Esistono momenti bui nella vita di ognuno di noi. Dinanzi a questi ci si può rassegnare subendoli come inevitabili o trovarci un senso. Maria di Magdala è una di quelle persone che non ci sta a perdere le "cose che ama".

E proprio nel buio si mette in cammino.

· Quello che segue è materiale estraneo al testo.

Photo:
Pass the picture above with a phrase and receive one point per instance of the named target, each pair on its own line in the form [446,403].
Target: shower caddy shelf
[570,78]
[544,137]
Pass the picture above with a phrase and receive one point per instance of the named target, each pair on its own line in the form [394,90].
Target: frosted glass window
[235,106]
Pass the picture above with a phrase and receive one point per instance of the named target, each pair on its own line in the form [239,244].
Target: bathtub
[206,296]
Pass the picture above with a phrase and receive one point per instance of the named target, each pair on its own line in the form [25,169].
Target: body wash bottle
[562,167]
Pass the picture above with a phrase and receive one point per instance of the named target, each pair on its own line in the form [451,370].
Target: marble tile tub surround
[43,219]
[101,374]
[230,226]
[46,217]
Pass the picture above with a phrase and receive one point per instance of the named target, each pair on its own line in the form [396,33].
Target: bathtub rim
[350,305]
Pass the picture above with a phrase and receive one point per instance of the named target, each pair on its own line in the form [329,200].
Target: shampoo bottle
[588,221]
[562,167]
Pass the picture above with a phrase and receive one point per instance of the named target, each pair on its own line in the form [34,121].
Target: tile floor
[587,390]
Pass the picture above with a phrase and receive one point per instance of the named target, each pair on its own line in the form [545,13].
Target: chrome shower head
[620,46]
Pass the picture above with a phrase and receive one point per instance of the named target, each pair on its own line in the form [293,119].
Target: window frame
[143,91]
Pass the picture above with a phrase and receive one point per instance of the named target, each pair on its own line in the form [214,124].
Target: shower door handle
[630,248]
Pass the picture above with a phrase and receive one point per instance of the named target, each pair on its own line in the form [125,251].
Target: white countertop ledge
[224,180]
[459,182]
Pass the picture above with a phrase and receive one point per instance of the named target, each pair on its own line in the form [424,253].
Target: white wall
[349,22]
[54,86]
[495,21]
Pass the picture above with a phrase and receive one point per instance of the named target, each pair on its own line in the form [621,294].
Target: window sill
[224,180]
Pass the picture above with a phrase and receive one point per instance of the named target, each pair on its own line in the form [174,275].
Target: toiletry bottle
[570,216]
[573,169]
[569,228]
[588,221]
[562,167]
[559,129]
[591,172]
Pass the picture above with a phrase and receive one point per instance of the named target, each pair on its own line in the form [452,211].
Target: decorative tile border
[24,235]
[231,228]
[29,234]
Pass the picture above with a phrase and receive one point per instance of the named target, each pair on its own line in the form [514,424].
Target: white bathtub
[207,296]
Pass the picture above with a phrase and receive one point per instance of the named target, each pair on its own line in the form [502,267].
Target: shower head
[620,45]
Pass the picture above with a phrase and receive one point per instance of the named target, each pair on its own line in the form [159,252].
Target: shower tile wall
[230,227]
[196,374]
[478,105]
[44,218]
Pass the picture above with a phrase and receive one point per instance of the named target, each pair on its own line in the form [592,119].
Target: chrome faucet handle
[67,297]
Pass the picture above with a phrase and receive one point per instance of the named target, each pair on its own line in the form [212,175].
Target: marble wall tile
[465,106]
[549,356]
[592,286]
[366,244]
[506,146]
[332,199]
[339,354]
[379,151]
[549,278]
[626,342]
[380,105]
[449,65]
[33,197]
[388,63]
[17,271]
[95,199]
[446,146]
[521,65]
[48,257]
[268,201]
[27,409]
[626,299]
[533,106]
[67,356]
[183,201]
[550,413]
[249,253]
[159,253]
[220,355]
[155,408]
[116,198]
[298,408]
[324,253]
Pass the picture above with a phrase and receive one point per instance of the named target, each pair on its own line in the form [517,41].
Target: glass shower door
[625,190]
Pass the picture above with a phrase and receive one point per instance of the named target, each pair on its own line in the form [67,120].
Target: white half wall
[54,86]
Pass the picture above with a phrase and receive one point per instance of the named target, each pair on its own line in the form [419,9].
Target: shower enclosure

Maddalena è anche l'immagine di una comunità che non si rassegna ma continua a cercare il senso degli avvenimenti. Nel cammino verso Pasqua durato 40 giorni, vista la grande difficoltà, qualcuno si è perso, qualche altro arriva a fatica, altri ancora attraversando la via del cuore sono riusciti ad arrivare alla meta.

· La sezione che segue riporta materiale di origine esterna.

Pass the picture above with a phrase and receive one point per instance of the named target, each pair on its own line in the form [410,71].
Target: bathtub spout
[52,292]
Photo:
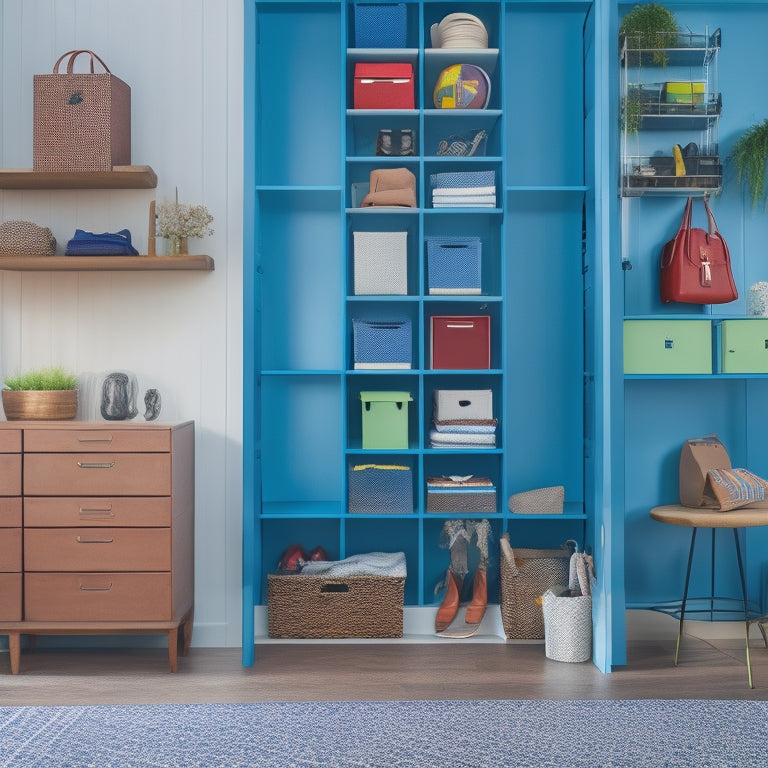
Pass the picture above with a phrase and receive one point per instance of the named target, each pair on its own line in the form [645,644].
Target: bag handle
[72,56]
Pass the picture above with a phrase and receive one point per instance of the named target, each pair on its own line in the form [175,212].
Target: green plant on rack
[649,27]
[631,114]
[750,156]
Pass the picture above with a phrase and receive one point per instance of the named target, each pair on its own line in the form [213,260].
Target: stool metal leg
[685,595]
[744,593]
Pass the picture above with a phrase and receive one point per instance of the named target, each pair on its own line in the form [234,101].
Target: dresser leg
[173,646]
[186,631]
[14,651]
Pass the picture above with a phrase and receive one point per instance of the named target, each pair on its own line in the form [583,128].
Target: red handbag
[696,265]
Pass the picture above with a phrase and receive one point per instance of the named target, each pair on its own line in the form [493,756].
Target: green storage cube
[744,346]
[385,420]
[667,346]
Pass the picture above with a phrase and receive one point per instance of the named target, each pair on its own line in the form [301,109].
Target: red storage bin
[461,342]
[383,85]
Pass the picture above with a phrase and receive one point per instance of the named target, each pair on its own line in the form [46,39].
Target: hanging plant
[632,114]
[750,156]
[652,27]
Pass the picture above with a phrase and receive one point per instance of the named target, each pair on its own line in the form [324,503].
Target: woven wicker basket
[46,404]
[306,606]
[526,574]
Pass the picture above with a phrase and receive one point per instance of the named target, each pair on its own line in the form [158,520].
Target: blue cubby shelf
[306,147]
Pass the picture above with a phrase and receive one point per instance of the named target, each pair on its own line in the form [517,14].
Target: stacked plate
[459,30]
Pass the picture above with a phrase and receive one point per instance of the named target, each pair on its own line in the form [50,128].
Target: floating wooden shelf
[120,177]
[104,263]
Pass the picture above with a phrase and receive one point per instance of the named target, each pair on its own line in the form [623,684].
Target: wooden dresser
[96,530]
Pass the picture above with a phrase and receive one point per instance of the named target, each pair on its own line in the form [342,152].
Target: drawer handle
[96,513]
[81,540]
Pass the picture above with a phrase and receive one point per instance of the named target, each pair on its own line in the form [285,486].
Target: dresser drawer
[10,474]
[10,597]
[10,550]
[97,474]
[97,549]
[46,440]
[70,512]
[97,597]
[10,512]
[10,441]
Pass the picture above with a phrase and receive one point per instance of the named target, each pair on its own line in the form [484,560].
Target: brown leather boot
[446,613]
[476,608]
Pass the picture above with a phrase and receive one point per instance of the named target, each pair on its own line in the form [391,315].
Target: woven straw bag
[25,238]
[526,574]
[81,121]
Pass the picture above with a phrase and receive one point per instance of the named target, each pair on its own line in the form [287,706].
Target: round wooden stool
[674,514]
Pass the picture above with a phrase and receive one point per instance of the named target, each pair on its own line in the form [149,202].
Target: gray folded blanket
[369,564]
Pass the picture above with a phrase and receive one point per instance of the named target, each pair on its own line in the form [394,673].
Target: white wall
[179,331]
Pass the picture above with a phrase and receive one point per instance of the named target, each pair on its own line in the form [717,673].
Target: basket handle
[72,56]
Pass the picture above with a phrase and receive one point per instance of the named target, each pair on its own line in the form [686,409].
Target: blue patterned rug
[405,734]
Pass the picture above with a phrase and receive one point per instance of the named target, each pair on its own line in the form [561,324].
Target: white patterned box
[380,263]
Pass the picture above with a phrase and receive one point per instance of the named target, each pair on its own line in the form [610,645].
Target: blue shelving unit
[541,285]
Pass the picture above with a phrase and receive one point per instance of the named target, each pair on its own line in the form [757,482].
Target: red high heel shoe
[447,611]
[476,609]
[290,559]
[318,553]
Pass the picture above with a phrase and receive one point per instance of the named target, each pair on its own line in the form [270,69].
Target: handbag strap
[72,56]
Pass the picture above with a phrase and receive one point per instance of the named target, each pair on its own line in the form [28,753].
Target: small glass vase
[177,246]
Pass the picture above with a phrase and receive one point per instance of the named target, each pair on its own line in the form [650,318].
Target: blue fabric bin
[380,489]
[382,343]
[454,265]
[380,26]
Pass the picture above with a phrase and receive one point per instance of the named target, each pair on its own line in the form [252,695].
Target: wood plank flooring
[380,671]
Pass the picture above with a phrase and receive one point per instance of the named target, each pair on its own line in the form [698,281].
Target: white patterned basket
[381,263]
[567,626]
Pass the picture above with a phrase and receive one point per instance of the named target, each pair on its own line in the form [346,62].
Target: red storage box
[383,85]
[461,342]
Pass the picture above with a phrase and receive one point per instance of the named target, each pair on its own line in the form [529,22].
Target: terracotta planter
[53,404]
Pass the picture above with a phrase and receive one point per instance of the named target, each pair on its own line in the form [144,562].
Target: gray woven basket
[526,574]
[542,501]
[307,606]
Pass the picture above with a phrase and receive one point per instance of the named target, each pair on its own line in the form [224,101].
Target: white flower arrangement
[183,220]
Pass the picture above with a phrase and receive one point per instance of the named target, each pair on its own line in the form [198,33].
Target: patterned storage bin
[383,25]
[453,265]
[466,494]
[380,489]
[380,261]
[462,179]
[382,344]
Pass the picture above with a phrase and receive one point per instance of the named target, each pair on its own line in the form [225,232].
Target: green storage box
[667,346]
[385,420]
[744,346]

Certo resta l'interrogativo "Chi cercate?"

Rispondere alla domanda è la vera Pasqua (passaggio,salto).

La Maddalena dapprima diventa testimone di un sepolcro vuoto e corre a chiamare gli amici (o Chiesa ufficiale) a conferma della Risurrezione di Gesù, solo dopo, da sola troverà non più il Gesù storico ma quello della fede; gli amici/Chiesa corrono verso il sepolcro, entrano uno per volta, ognuno ha un percorso. Solo il discepolo che Gesù amava "vide e credette".

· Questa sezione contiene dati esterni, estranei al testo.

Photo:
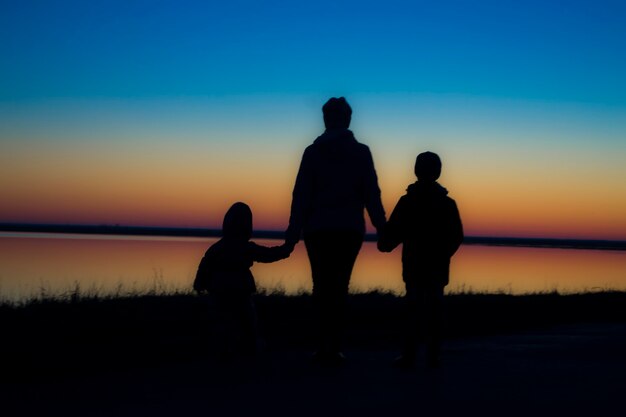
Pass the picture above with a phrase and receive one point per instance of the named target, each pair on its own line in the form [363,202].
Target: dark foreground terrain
[545,354]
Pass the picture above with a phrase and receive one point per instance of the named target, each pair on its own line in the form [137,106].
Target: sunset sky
[164,113]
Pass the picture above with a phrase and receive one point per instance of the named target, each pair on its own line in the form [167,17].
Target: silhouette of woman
[335,183]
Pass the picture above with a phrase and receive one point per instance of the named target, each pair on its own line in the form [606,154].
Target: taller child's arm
[456,229]
[392,234]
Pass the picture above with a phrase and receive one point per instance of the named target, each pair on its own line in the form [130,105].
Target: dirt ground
[572,370]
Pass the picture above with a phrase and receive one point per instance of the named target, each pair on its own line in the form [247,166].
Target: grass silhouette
[90,332]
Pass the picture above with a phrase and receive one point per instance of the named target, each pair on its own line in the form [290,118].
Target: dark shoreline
[131,331]
[547,354]
[111,230]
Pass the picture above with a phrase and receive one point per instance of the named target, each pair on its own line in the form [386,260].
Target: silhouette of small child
[224,273]
[427,223]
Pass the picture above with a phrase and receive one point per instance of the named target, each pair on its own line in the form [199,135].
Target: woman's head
[337,113]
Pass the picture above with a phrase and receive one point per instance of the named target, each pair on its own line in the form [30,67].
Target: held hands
[285,249]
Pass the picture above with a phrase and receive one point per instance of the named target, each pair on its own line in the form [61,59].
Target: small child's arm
[267,254]
[203,276]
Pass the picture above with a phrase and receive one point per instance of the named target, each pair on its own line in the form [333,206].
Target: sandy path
[569,371]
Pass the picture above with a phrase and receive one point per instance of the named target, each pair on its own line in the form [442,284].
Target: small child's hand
[285,250]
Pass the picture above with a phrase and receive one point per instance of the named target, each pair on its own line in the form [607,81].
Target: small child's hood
[238,222]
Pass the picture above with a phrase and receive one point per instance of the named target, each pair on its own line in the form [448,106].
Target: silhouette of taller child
[427,223]
[335,183]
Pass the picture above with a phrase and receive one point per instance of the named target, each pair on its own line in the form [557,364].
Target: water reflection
[57,263]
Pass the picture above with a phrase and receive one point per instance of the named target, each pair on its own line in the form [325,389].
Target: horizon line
[538,242]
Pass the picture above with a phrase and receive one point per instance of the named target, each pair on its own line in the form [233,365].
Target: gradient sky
[165,113]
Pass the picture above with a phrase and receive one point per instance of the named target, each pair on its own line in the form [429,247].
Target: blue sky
[193,105]
[546,50]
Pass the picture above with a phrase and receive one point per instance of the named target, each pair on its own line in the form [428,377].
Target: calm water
[34,263]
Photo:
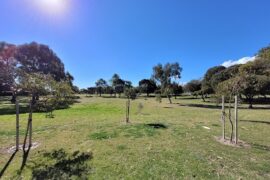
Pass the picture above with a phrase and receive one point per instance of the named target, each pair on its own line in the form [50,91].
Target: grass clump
[103,135]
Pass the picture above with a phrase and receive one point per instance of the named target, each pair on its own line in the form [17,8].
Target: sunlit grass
[183,148]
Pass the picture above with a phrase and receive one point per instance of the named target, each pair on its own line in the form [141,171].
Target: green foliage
[101,85]
[164,75]
[131,93]
[39,58]
[207,87]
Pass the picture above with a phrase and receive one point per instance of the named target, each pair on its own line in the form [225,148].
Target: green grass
[163,141]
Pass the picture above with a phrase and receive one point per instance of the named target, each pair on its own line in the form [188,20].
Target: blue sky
[96,38]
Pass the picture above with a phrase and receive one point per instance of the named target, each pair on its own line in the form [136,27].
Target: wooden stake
[236,120]
[17,125]
[223,118]
[30,124]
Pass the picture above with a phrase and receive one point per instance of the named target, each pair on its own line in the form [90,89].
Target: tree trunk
[127,110]
[17,125]
[223,118]
[236,120]
[30,124]
[13,98]
[230,118]
[169,99]
[203,97]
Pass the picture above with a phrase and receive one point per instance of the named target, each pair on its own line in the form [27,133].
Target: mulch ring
[228,142]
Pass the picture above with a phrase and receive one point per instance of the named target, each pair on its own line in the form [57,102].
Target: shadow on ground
[209,106]
[254,121]
[59,164]
[7,164]
[157,125]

L'incontro con Gesù ha percorsi esistenziali personali che affondano nel proprio vissuto e nella storia personale con il Risorto. La festa non si impara ma si vive.

La festa è trovare le risposte alla mia sete di vivere, alla voglia di tenerezza e amore. L'incontro con Gesù è credere che tutto questo è possibile perché in lui è stata sconfitta la morte (umanità) ed è nata la vita in Dio Padre che in Gesù ha aperto la strada verso una vita fatta di certezze: sono figlio amato anche io!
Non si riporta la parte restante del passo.